Please exit idf.py monitor before proceeding.

$ esp-rainmaker-cli claim $ESPPORT --addr <fctry_partition_address>

Notes

  • The CLI reads the MAC address from the board directly, creates an NVS partition image, and flashes to 0x340000 address by default. Please specify the address using --addr if your fctry partition address is different.

  • The Claim data is saved at the location ~/.espressif/rainmaker/claim_data/. So when you try Claiming again, if the Claim data for the given MAC address is already available here, it will be used directly instead of getting it from the Claiming Service.

  • The Claiming Service will always return the same node_id for the same MAC address for a given user.

host-driven


Assisted Claiming (Public RainMaker only)

Assisted Claiming is driven via mobile apps and can be used by all platforms that support Bluetooth LE, but is the default only for ESP32. It is built on top of the Host Driven Claiming APIs, with the difference being that the actual payloads for Assisted Claiming are generated and parsed by the device, instead of the host. No setup like that for Host Driven Claiming is required. Just ensure that you have the latest mobile apps and the latest esp-rainmaker SDK from GitHub, with Assisted Claiming and Bluetooth LE provisioning enabled from menuconfig.


Follow these steps to enable Assisted Claiming in menuconfig


Once the above features are enabled, if the device does not have the cloud connectivity credentials, during provisioning, it will inform the mobile app about the need of Claiming. Thereafter, the mobile app will exchange data on behalf of the device to get the cloud credentials. Since the mobile app is just assisting the device to get the credentials, this has been called as "Assisted Claiming". The workflow is as below:

host-driven


Self Claiming (Public RainMaker only)

Self Claiming is possible only on platforms that have a secret key programmed in the eFuse. That is to say, Self Claiming is available for ESP32-S2, ESP32-C3, and ESP32-S3.

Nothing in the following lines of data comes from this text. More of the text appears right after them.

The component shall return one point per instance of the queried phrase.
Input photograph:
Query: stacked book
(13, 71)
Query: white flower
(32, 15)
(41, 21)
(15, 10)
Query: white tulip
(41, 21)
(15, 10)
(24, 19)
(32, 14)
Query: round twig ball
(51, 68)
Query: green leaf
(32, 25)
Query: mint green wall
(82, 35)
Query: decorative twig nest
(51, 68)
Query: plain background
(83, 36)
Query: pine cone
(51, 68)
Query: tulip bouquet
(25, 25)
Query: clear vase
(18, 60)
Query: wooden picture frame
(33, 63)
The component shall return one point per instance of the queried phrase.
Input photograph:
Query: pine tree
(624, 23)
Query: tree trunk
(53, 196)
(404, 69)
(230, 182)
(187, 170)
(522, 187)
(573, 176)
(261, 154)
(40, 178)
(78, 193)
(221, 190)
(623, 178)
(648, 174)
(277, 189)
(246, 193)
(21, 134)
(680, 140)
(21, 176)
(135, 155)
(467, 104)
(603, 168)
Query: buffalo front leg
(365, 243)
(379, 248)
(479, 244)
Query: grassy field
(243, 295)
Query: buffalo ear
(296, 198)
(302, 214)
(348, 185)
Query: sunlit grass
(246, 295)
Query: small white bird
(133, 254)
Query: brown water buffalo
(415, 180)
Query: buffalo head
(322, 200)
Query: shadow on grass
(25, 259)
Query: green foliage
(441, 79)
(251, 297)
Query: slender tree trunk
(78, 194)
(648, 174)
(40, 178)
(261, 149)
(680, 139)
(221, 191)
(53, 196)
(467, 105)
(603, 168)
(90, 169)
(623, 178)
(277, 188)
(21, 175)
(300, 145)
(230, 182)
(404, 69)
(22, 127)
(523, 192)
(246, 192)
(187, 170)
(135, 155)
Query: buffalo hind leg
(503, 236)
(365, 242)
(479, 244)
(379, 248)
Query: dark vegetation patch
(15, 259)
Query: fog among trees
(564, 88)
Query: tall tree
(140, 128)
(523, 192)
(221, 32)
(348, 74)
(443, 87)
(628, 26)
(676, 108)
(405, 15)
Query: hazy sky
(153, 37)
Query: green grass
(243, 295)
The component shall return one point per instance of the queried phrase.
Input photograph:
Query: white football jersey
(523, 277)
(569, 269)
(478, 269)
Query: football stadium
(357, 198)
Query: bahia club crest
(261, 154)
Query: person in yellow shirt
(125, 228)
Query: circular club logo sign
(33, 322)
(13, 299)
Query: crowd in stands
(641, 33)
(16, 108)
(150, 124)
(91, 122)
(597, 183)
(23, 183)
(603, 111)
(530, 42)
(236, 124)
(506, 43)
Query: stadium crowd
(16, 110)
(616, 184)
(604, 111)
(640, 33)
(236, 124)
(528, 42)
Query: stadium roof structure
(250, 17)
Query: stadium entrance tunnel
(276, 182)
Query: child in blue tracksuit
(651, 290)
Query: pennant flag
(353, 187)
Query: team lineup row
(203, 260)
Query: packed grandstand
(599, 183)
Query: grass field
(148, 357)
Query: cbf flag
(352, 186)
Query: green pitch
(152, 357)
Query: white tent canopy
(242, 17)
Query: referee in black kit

In this process, the firmware itself fetches the credentials from the Claiming Service after connecting to the Internet. This is also the default for all the platforms that support this.

Claiming Workflow
  1. Generate an RSA2048 client key.
  2. Send an Init Claim request to the Claiming Service with the MAC address and platform (esp32s2, esp32c3, or esp32s3) in the payload.
  3. Get a challenge from the Claiming Service and a randomly generated unique auth_id.
  4. Use the secret key programmed in eFuse during chip manufacturing to generate a response with HMAC512.
  5. Send the unique auth_id, the challenge response, and a Certificate Signing Request (CSR, with node_id embedded as the Common Name, CN) to the Claiming Service.
  6. If the response matches the one generated by the Claiming Service, a client certificate will be returned in the response.
  7. Use the client key and certificate to connect to the ESP RainMaker MQTT service.
  8. They are stored persistently so that the same can be used in subsequent boots.